Lol, no I admit I'm able to get around better, but I still use crutches, cannot weight bear, and use a wheelchair if out for a long period of time, ie to go to the mall. I can get around the house on my crutches, and put myself to bed now... lol.
I'm getting a trolley soon so I can push things around while I hop... cannot wait!
x


----------



## ohmyitschelle

Alright last two chaps today!

[19.]
Explaining to my Mum about staying at Silver Creek Farm prevented me from having a good sleep. I didn’t know how I was going to get around it, she sounded so keen to have me home and I felt like I was letting her down on some level. But Aaron had captured my heart completely and I was set on one thing – I couldn’t leave the farm now, not when I needed it the most. I figured he was right; Scotch wouldn’t cope without me anyway. 
I spent the next morning trying to come up with the perfect speech to tell my Mum and was so involved in the pretend conversation going on in my head that I didn’t hear the knock on my door. I jumped when I noticed someone was in my room and Maddie smiled warmly, coming to sit on the end of my bed.
“I have an incredibly happy stable hand this morning and wondered if you had anything to do with it,” she commented, looking around my room and then at me.

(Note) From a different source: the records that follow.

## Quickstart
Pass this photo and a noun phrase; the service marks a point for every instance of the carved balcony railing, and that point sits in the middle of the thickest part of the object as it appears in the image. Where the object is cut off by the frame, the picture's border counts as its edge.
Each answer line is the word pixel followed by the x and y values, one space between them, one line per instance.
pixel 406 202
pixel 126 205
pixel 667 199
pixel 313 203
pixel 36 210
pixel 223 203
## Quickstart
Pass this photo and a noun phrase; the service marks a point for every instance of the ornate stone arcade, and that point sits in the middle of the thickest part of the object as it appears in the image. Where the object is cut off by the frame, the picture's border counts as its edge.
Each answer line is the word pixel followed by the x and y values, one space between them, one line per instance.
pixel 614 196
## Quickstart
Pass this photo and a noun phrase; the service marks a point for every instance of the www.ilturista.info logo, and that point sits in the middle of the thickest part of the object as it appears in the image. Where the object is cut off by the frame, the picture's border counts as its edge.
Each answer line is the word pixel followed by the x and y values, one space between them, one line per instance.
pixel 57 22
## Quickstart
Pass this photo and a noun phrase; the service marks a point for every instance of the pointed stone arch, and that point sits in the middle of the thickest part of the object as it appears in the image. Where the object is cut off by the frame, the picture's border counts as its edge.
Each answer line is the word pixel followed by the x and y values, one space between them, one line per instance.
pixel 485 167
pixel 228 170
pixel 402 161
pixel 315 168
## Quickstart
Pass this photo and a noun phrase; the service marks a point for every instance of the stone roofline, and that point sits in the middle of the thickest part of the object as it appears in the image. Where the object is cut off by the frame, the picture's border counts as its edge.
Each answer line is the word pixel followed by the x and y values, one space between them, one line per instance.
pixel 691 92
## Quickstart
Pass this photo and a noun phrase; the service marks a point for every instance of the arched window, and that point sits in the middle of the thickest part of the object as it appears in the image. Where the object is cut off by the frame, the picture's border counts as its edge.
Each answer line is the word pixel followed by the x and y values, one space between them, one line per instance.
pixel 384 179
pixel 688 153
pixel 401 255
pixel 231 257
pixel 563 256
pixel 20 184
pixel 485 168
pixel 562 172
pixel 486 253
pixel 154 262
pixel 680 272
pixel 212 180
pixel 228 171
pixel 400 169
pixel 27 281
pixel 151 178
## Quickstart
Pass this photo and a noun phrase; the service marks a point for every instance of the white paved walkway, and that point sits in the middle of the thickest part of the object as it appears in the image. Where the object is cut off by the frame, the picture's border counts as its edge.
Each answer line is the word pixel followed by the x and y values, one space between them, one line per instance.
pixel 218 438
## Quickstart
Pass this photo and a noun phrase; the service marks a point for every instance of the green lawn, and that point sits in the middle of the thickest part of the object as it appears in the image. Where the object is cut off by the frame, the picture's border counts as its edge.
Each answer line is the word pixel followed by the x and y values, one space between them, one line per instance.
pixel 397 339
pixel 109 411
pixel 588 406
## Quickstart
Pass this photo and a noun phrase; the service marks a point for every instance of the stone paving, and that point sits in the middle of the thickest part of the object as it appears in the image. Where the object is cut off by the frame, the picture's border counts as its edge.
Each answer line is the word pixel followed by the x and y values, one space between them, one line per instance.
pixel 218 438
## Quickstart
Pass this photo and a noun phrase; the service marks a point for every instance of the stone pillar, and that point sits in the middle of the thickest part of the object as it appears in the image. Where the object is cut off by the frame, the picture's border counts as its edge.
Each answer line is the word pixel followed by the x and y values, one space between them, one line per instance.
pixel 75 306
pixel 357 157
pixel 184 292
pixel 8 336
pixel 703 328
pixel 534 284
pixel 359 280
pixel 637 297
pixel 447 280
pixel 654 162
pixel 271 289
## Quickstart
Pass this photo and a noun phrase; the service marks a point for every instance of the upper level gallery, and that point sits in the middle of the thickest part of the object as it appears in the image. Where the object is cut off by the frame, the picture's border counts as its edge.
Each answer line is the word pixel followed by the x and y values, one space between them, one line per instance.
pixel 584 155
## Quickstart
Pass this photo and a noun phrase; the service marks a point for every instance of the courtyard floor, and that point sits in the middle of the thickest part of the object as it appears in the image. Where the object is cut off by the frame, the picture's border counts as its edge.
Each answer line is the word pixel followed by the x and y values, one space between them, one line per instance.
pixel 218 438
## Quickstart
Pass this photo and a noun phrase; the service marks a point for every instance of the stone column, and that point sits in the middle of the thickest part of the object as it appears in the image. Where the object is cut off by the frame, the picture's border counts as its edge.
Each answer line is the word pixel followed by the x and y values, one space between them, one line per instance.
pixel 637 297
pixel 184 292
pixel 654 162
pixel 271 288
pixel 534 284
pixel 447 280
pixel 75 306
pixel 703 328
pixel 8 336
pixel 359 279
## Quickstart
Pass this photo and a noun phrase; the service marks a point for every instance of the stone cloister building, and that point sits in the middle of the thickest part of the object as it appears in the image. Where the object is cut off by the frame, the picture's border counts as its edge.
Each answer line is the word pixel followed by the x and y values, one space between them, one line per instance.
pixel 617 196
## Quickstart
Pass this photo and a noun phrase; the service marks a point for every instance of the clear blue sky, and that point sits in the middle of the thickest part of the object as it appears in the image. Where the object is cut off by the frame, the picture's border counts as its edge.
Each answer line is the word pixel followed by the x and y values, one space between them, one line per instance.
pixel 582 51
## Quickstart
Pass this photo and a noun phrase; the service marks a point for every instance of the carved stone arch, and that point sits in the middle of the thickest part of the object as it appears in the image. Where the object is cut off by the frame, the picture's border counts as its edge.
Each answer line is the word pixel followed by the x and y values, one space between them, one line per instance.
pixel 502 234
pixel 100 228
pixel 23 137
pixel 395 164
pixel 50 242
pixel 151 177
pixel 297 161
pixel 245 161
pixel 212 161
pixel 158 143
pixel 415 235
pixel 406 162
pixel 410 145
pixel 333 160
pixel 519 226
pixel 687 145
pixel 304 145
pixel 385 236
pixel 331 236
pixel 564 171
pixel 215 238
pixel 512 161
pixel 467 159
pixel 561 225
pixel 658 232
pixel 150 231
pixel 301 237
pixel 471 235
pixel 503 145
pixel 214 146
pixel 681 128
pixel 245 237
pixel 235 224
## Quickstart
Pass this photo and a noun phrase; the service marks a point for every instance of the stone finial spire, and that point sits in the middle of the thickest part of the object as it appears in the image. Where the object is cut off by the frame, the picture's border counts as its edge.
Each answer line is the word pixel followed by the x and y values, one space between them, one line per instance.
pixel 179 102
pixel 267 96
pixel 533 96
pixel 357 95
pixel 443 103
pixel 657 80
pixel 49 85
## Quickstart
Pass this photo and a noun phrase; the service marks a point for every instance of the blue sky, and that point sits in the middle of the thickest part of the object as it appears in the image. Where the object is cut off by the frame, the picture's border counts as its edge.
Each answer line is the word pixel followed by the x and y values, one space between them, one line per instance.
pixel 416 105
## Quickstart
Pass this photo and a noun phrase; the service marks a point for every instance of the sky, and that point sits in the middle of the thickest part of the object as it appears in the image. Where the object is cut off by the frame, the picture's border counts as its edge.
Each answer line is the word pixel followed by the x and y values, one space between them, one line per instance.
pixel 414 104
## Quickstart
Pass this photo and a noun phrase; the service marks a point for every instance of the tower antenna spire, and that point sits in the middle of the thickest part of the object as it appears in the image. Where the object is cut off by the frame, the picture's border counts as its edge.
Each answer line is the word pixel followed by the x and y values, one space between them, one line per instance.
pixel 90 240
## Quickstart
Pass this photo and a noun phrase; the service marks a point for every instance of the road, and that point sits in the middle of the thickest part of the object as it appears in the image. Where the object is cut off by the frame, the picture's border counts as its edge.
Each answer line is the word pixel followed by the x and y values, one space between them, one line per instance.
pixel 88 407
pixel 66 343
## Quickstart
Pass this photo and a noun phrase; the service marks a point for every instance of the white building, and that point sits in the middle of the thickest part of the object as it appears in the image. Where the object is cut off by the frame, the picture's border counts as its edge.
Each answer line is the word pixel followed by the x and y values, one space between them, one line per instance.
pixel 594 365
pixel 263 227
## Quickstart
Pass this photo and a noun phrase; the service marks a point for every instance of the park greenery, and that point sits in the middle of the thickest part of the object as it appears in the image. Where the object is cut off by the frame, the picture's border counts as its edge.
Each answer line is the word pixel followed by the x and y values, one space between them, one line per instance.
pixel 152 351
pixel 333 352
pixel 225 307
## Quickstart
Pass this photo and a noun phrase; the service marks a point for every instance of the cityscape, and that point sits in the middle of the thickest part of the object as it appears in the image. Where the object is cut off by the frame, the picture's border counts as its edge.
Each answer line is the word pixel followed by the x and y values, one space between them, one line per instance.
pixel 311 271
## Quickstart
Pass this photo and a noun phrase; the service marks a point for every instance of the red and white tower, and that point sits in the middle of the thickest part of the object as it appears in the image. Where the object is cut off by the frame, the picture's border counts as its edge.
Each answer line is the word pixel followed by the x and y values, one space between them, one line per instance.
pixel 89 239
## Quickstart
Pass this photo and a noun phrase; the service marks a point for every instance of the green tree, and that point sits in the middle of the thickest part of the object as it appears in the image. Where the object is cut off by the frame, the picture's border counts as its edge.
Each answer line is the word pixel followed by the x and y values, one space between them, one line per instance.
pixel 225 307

She smiled and I sat up, nodding my head lightly.
“He convinced me that the farm needs an office person.”
“Ah, the persuasion tactic, I must thank him for that.”
We smiled at each other and then I sighed. “I’m trying to come up with what to tell Mum.”
“She’s not going to take well to me stealing you.”
“I’m worried about it,” I admitted and my Aunt came to sit closer to me, brushing my golden curls away from my face. 
“We’ll work something out Sunny.”
“Do you think I’m making the right decision by you? I mean, you did say you were worried if me and Aaron did become closer.”
“I’m human too Sunny,” Maddie replied, smiling brightly. “I know how it feels to like a man, maybe even love him. I don’t want you to miss out on something special. As for the farm, we do need you. Kate told me your thoughts about Shibbi. I’d like you to help me with him, when you’re ready.”
“Really?” I asked, and surprised myself with my enthusiasm.
“I wouldn’t offer it otherwise,” she replied and I nodded. “There’s just one more person you’re forgetting about in this equation.”
“Kate,” I said, nodding my head. “I wish she could stay.”
“I think she’s keen to be a holiday helper, so it’s a compromise,” my Aunt suggested and I smiled. She got to her feet and wiped her hands on her jeans. 
“I better get back out there, maybe you could come and watch Ella’s session later, I’m going to try something different.”
“I’ll see you then,” I agreed and watched my relative leave my room. I smiled to myself and then got up, knowing I’d have to face my Mum first before I could do anything else for the day.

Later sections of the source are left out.